Ästhetisch bleibt der Film zunächst den sozialrealistischen Parteivorgaben treu: Im Hinterhof lebt die Arbeiterklasse, die nüchterne Schwarzweißfotografie fängt ihren Alltag ein. Der Alltag, das sind an diesem Sonntagvormittag die Spiele der Kinder. Was sind das für Spiele? Man spielt „Statue“, die Kinder nehmen heroische Posen ein und wer sich als Erster bewegt verliert, man tollt im abgesperrten, bombengeschädigten Nebenhof umher, kümmert sich um eine verwaiste Babykatze, man übt sich im Exerzieren. Es herrscht militärischer Befehlston, wie ihn die Kinder aus Jugendorganisationen, Kino und Elternhaus kennen und eine klare Hierarchie. Ganz oben in der pseudo-militärischen Hackordnung steht Józek, ein dicklicher Junge und glühender Sozialist, weit darunter Rychu, Sohn des Hausbesorgers, ganz unten ein namenloses Mädchen, das gar nicht erst an den Spielen teilnehmen darf.

Viel von der Dynamik des Films hängt an diesen drei Figuren. In ihrer kindlichen Parallelwelt ist ihnen ein fester Platz zugewiesen, der zunächst scheinbar mit ihren Familienverhältnissen korrespondiert. Józeks Vater ein Militär, Rychus Vater ein in Ungnade gefallener Widerstandskämpfer, das Mädchen ein nicht zuordenbares Störelement. Nach sozialrealistischem Schema F würde man nun jeder dieser Figuren ein bestimmtes Verhalten zuordnen: gesellschaftliche Position, so sahen das die sozialistischen Granden gerne, hat mit Tugend und Moral zu tun.

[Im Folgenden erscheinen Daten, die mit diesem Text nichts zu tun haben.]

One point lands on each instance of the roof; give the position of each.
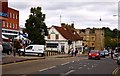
(68, 33)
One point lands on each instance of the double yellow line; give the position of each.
(115, 71)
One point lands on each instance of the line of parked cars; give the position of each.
(7, 48)
(96, 54)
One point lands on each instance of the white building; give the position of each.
(58, 38)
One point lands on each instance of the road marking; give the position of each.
(43, 69)
(80, 68)
(47, 68)
(65, 63)
(69, 72)
(15, 63)
(115, 71)
(85, 65)
(52, 67)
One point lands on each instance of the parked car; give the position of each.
(94, 54)
(33, 49)
(106, 52)
(118, 59)
(7, 47)
(102, 54)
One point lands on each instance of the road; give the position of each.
(62, 67)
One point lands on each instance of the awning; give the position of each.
(21, 37)
(4, 37)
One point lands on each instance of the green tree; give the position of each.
(36, 27)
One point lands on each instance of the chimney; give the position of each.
(72, 25)
(63, 25)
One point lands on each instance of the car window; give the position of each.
(29, 47)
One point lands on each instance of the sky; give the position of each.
(83, 13)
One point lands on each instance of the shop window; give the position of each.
(16, 26)
(57, 36)
(52, 45)
(7, 24)
(3, 23)
(10, 25)
(13, 16)
(10, 15)
(13, 25)
(48, 36)
(16, 16)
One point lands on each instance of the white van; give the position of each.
(36, 49)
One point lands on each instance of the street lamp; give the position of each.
(117, 29)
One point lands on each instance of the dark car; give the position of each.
(102, 54)
(94, 54)
(7, 48)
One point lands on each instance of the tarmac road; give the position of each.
(63, 67)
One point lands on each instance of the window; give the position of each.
(10, 15)
(16, 26)
(7, 24)
(16, 16)
(3, 23)
(52, 45)
(57, 36)
(87, 37)
(93, 38)
(30, 47)
(49, 36)
(10, 25)
(13, 25)
(13, 16)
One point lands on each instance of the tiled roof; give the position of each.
(68, 33)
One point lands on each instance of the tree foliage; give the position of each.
(111, 37)
(36, 27)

Niedzielne igraszki von Robert Gliński

Verkehrte Welt

An dieser Stelle widersetzt sich Niedzielne igraszki dem parteiideologischen Konsens. Rychu erfüllt noch am ehesten seine Rollenvorgaben. Er hat ein gutes Herz, wehrt sich gegen Józeks Alleinherrschaft, aber wenn es hart auf hart kommt, ist er Opportunist genug, um seinen Widerstand aufzugeben und sich unterzuordnen, um nicht gesellschaftlich geächtet zu werden. In letzter Konsequenz fügt er sich dem Gruppendruck und nicht einer höheren Moral, denn der Gruppendruck, und das ist eine weitere Bruchstelle des Films, ist nie ein positiver. Er zeugt nicht von der moralischen Überlegenheit der Gemeinschaft über den Einzelnen, sondern bringt, im Gegenteil, das Schlechte in ihnen zum Vorschein.

Das liegt vor allem am Wortführer dieser Gemeinschaft. Józek zeichnet sich nicht nur durch sozialistischen Eifer aus, sondern vor allem durch autoritären Führungsstil und einen Hang zu martialischer Grausamkeit. Er vereint ein großes Mundwerk, Selbstgefälligkeit und fehlendes Rückgrat – der Film zeichnet ihn als idealtypischen Funktionär. Józek ist es schließlich auch, der Rychu, dem Verlierer des Statuenspiels, befiehlt das Katzenbaby zu erwürgen, um Teil der Spielgemeinschaft zu bleiben. Alle Kinder unterstützen ihn bei dieser Forderung. Rychu weigert sich zunächst, ist aber im Begriff sich der Masse zu beugen, als das namenlose Mädchen die Katze rettet. Eine Hetzjagd beginnt. Nicht die erste im Film, denn schon zuvor hat das Mädchen einige Male korrigierend eingegriffen, als sich der Sadismus der Gruppe entladen hat.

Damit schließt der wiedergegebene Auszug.